Tags, on the other hand, are arbitrary, potentially many-to-one or many-to-many, and in most situations are completely defined by the customer as an ad hoc means to group records.

OTHER TIPS

I am trying to share my opinion from the perspective of Database designing,

  • Please try to think about your entities and it's properties. In relational database design properties map to the columns and entities map to the tables.
  • If you agreed if newly added subject can be an entity itself then it is better to create a new table for it and for relation with other you can use either foreign key relation or may be another table for keeping relation.
  • If you think that it can be solely another property of an existing entity then better to add a column to that table.

These are very basic database design techniques but people also sometimes do trade-offs other than doing this for easier coding/query. But I consider that might be a different story.

It depends :)

You have to understand how the data will be used. If you have trillions of tables for flags, your queries will contain lots of joins to retrieve all information.

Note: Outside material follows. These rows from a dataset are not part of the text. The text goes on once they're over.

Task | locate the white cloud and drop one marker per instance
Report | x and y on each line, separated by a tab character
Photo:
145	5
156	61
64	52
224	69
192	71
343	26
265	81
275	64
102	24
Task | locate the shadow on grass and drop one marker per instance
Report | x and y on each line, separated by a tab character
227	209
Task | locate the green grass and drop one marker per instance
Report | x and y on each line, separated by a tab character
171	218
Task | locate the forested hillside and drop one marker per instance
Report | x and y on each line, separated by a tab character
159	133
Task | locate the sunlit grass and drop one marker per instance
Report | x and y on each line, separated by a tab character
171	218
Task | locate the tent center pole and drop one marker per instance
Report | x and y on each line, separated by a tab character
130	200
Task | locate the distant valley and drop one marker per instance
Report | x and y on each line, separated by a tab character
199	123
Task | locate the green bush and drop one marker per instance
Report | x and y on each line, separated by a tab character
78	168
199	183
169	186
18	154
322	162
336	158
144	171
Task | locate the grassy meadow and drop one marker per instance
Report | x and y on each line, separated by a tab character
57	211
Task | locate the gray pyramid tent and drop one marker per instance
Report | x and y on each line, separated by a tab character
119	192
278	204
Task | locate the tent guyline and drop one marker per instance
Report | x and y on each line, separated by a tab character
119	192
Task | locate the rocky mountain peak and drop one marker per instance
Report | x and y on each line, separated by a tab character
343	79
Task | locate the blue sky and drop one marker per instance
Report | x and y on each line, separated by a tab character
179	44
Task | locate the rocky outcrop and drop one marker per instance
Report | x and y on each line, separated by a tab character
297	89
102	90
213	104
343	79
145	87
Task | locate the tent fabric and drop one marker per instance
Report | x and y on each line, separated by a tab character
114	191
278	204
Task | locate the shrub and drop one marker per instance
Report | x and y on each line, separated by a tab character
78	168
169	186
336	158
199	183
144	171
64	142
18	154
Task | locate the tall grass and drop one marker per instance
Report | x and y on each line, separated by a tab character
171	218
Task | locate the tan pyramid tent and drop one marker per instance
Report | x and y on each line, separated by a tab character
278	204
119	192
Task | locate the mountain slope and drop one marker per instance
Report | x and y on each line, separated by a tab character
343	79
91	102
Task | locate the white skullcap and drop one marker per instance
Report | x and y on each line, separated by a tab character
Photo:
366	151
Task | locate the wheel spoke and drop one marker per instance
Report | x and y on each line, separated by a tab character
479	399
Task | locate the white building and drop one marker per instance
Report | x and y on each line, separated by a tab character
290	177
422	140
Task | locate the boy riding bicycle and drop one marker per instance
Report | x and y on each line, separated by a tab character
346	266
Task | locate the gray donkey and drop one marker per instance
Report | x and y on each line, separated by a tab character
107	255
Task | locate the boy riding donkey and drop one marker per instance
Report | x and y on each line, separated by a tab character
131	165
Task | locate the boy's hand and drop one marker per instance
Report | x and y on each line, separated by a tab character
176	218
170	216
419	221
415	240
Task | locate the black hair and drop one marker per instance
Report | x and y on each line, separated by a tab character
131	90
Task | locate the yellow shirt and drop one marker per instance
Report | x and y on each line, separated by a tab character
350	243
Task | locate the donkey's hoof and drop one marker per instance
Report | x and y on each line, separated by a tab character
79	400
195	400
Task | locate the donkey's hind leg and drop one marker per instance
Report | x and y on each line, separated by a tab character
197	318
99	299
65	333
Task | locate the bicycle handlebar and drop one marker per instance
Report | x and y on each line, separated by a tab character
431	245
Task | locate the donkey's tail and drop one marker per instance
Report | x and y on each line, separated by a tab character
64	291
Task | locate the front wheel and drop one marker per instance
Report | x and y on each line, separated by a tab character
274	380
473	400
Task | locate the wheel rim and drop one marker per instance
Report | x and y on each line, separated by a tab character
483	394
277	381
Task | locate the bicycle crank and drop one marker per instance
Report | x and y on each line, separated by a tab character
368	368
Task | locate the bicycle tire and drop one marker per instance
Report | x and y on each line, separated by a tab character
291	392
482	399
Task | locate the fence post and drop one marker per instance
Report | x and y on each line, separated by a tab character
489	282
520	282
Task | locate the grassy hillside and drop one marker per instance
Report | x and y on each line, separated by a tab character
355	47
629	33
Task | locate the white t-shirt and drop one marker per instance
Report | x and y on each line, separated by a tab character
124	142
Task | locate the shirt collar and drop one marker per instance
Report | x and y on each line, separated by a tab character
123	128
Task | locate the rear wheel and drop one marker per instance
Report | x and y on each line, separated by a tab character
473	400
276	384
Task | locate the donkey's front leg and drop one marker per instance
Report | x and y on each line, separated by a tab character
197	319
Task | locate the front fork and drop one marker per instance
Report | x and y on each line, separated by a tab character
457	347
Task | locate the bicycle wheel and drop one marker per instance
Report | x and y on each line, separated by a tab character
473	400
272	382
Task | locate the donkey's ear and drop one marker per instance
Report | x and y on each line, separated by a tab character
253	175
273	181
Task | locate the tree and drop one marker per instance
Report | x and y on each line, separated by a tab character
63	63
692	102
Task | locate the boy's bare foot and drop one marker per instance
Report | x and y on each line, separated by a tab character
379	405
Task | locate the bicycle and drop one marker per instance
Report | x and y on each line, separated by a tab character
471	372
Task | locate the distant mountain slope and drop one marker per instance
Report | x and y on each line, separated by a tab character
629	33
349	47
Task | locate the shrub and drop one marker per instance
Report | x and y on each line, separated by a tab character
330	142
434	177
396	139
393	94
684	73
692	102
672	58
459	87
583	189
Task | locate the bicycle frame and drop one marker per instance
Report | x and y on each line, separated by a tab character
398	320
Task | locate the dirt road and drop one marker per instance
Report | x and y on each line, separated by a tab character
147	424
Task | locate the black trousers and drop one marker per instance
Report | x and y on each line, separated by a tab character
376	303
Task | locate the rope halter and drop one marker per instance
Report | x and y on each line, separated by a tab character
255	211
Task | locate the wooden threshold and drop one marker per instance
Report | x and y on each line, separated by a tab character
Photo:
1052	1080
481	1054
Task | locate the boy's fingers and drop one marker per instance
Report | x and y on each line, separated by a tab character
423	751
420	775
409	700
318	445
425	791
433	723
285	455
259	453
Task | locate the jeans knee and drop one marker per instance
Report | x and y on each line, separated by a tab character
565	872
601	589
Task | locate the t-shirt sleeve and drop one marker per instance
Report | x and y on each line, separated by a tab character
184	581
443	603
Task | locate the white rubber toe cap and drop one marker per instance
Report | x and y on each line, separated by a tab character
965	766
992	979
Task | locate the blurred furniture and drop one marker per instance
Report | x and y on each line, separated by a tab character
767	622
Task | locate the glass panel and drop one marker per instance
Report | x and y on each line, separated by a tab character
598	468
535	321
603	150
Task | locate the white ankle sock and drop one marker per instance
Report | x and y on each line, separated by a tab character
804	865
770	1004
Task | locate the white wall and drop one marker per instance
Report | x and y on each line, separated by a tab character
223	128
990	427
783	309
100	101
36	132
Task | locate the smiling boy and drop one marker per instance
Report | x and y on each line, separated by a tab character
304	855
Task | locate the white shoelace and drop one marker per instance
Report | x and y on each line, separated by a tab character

If you do not want to search in those columns, then it could be a flag column (or a separate table for all the flags with several columns). You can store multiple flags in some RDBMS (MySQL's 'enum' and 'set' types for example). You can also store your flags in bitmasks (integers).

If you want to search these flags (and the flag is the primary filter) a separate table could help. Just join those tables and thats it, but with multiple search criterias it will be hard to implement. (Imagine that when you want to search for all records where the carpark flag or the disable slot is requested)

You can also store them in key-value 'pairs' (bookingId, flagType), this is useful, when there are custom flags to set.

Once more: understand your data and understand how your RDBMS works. You have to consider that you want to optimize for storage space or for other resources (cpu usage, memory, disk IO, etc). There always will be pros and cons. When you can not decide which implementation is the best, set up some test cases and measure the most important metrics to get more information.

EDIT: in your specific case, I think, these flags won't act as filters, so you can store them in a column (separate one for each or grouped in bitmasks).